U.S. President Barack Obama and the European Union raised the stakes on Tuesday, announcing long-threatened sanctions that target Russia's state-owned ...
Obama statement on Ukraine. July 29, 2014

More Russian aggression in Ukraine. More U.S. and European sanctions imposed on Moscow.

What seems like diplomatic tail-chasing so many months into the Ukraine conflict invites questions about how Western powers can defuse the worsening conflict in Eastern Europe.

U.S. President Barack Obama and the European Union raised the stakes on Tuesday, announcing long-threatened sanctions that target Russia's state-owned banks, weapons makers and oil companies, along with top cronies of President Vladimir Putin.

They want Putin to stop arming pro-Russian separatists fighting the Ukraine government and instead support a political process that entrenches President Petro Poroshenko's elected leadership.

A deeper concern is that Putin may be planning to grab more territory from the former Soviet satellite following Russia's annexation of Crimea earlier this year.

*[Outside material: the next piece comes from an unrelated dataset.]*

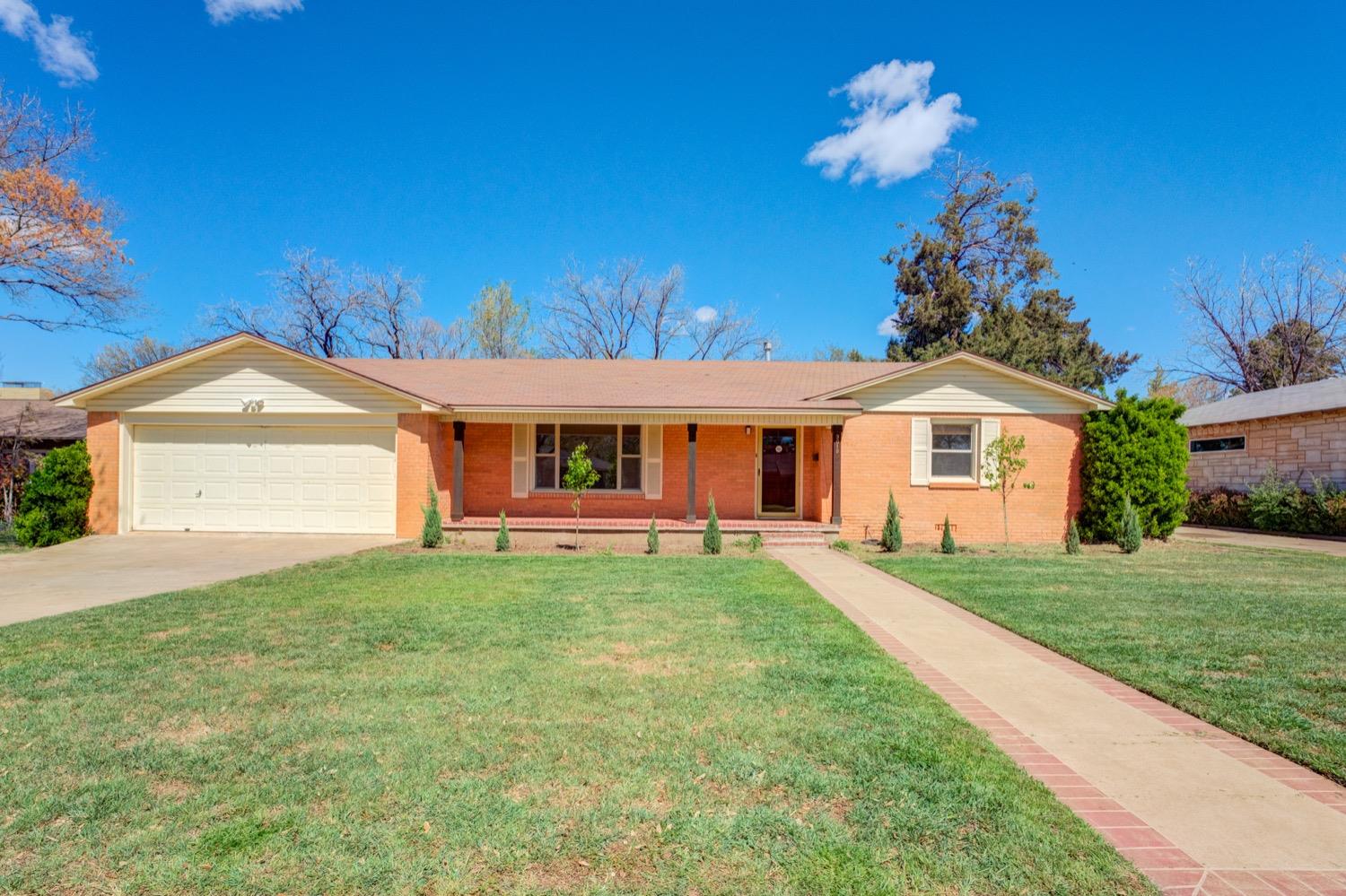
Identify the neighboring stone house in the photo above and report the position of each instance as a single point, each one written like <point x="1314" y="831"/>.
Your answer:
<point x="1302" y="430"/>
<point x="26" y="409"/>
<point x="244" y="435"/>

Russia denies such ambitions and criticizes sanctions as unproductive, with the Foreign Ministry saying Wednesday that the new penalties will harm relations with the United States and "create a poor environment in international affairs where the cooperation between our countries often plays a key role."

Here is a look at the latest sanctions and what might come next.

How did we get here?

The Ukraine crisis developed from huge protests in Kiev late last year that led to the February ouster of pro-Russian President Viktor Yanukovych.

In the ensuing political chaos, the pro-West Poroshenko got elected while Russia grabbed control of Crimea, an ethnic-Russian territory home to its Black Sea fleet.

Obama and U.S. allies protested by suspending Putin from the G8 summit and imposing a series of limited sanctions, warning of tougher measures targeting specific economic sectors if Russia's aggression continued. It did, with the separatists armed and trained by Moscow rebelling in eastern Ukraine.

In response, Obama announced expanded U.S. sanctions on July 16 that targeted two Russian state-owned banks, two energy companies, eight weapons makers, along with some Putin associates and separatist leaders.

Europe's major economic ties with Russia -- about $500 billion in trade and investment per year -- caused the European Union to balk at joining Washington then.

The next day, a missile fired from separatist-held territory downed a Malaysia Airlines jet in the conflict zone, killing all 298 people aboard.

Now the separatists are hindering access to the crash site amid fighting in the area, and Russia is sending heavy weaponry to them while deploying troops along the Ukraine border.

What the European Union did

Almost two weeks after Obama initially expanded the U.S. sanctions, European leaders agreed Tuesday to coordinate similar steps.

In a major expansion signaling new resolve, they went after eight of Putin's top associates, along with Russia's finance, energy and weapons industries.

The new EU sanctions will restrict Russian state-owned banks from accessing European capital markets, and stop or slow the export of oil-related equipment and technology to Russia.

They also will stop new contracts for arms imports and exports between the European Union and Russia, and prohibit the export of goods and technology that can be used for both military and civilian purposes.